Tuesday, May 13, 2008

Speed doesn’t kill – but stupid government proposals can

The Ontario Minister of Transportation recently put on what we in the media call a dog and pony show.

He appeared at a truck show and “turned on” the speed limiter in a new truck. He was trying to demonstrate how easy it is to just turn a speed limiter on and off.

The demonstration was part of a publicity campaign to encourage Canadian lawmakers to mandate speed limiters to be activated on big trucks. Truthfully, it’s not that easy.

So, I think I need to address something about that idea.

The road speed limit is one of the settings on your ECM, and it’s a setting that must be programmed. That means you need a computer – and a trained mechanic – to set it or to adjust it. And that means money – real money – out of the trucker’s pocket.

Let me get this straight. If the mandate passes, then all truckers traveling in Ontario … and possibly Quebec … will have to activate a limited road speed on the truck’s ECM, right? And unless their carrier has set up a geo-fence around Ontario or Quebec via GPS, that means they’ll have to leave them on when they leave, right?

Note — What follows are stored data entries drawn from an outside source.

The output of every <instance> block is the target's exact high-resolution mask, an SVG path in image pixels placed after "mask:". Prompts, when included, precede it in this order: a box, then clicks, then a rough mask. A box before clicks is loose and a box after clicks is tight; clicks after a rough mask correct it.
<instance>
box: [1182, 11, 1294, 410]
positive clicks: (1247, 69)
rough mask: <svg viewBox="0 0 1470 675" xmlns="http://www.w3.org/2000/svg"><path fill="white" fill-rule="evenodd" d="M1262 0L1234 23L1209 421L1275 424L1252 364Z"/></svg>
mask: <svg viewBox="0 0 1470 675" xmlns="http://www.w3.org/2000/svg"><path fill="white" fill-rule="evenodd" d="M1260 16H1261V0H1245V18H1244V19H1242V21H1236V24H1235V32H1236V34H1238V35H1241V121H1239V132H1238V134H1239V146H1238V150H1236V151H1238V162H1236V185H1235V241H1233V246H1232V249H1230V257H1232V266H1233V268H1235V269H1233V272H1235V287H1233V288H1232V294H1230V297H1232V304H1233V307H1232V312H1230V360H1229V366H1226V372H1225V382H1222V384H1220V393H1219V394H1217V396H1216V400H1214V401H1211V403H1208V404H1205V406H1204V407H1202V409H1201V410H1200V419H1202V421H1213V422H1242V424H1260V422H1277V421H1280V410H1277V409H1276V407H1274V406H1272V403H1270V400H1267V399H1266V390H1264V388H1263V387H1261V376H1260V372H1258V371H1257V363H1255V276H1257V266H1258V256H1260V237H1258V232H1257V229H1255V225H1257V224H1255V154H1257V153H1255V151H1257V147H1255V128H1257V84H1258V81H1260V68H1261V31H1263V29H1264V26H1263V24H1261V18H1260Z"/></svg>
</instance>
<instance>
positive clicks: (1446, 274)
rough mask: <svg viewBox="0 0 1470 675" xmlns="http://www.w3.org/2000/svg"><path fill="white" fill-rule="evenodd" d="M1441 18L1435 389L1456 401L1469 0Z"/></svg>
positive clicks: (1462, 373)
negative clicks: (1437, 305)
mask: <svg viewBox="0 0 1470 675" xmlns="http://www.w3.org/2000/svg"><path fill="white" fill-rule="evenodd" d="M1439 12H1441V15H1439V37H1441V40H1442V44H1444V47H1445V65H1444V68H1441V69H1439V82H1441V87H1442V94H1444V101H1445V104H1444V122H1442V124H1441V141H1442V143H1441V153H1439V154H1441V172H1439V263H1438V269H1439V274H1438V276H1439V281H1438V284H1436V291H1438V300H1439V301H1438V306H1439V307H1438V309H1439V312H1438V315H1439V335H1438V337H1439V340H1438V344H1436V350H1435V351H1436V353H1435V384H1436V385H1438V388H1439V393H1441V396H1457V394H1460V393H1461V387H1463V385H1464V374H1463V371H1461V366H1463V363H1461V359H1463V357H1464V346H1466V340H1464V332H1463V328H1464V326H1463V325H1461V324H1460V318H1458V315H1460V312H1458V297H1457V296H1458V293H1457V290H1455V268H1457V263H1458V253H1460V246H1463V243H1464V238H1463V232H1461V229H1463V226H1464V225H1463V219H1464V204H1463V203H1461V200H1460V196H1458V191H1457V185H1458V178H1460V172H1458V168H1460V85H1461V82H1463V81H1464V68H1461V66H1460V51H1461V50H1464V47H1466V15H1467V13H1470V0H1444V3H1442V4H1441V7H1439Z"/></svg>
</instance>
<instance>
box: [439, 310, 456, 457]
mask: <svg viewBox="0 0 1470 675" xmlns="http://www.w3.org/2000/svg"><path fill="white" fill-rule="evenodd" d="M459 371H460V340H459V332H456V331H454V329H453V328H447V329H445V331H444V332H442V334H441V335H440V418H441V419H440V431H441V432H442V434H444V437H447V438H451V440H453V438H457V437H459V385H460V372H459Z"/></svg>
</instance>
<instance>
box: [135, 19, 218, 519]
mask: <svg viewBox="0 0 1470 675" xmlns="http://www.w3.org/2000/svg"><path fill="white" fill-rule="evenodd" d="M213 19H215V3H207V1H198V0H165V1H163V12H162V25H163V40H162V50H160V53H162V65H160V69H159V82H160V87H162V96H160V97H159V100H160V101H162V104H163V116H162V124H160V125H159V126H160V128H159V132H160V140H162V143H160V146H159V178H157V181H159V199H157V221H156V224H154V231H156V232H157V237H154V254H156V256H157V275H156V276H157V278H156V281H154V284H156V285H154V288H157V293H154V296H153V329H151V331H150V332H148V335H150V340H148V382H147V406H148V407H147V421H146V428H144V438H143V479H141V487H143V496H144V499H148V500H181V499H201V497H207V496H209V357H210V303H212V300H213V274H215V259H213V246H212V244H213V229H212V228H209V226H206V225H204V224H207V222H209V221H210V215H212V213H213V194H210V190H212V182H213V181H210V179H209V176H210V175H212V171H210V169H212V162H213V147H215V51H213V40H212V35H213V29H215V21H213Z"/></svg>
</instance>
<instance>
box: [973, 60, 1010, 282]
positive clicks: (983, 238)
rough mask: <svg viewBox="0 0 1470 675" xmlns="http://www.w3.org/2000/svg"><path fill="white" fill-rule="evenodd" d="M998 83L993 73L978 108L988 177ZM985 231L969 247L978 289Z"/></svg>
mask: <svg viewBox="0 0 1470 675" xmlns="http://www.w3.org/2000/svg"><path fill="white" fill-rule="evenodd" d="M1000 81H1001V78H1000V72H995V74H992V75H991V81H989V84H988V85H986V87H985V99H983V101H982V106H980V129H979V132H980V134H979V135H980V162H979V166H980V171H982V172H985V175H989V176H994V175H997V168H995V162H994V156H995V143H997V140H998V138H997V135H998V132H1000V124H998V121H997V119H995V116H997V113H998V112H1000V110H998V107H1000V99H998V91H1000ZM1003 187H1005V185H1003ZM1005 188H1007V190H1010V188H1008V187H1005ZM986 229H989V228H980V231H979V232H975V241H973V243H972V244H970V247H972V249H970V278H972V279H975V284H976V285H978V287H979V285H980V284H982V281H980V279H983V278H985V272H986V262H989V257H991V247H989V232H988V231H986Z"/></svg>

That’s way more complicated than just a switch on, switch off.

Plus, if it’s so easy, it flies right in the face of Ontario’s edict that the speed limiter be tamper-proof.

Why don’t they just enforce the speed limit laws? The reason they give is that they don’t have enough officers to do that.

Heck, even if they require the limiters, it won’t stop speeding. That’s because it’s not the trucks speeding up there. It’s the cars. Their own figures show that.

Even beyond that, the government’s own speed limiter proposal contains funding for dozens of additional enforcement officers – but not to enforce speed limits. These new officers would be added to enforce the speed limiter rule.

So why not just hire the officers to enforce the speed limits?

That’s because this isn’t really about slowing down traffic or stopping speeders. That was just an issue they used to generate support from the general public.

This issue has been pushed from Day 1 by the Ontario Trucking Association. The big carriers they represent use limiters. And like American carriers who use them, they have problems recruiting drivers, in part because many truckers don’t want to drive a limited truck.

So they figure if they force everyone to use limiters, it eliminates the possibility of driving a truck that’s not limited.

No government should force an unsafe road speed limit onto trucks just to give some of their corporate buddies a competitive advantage.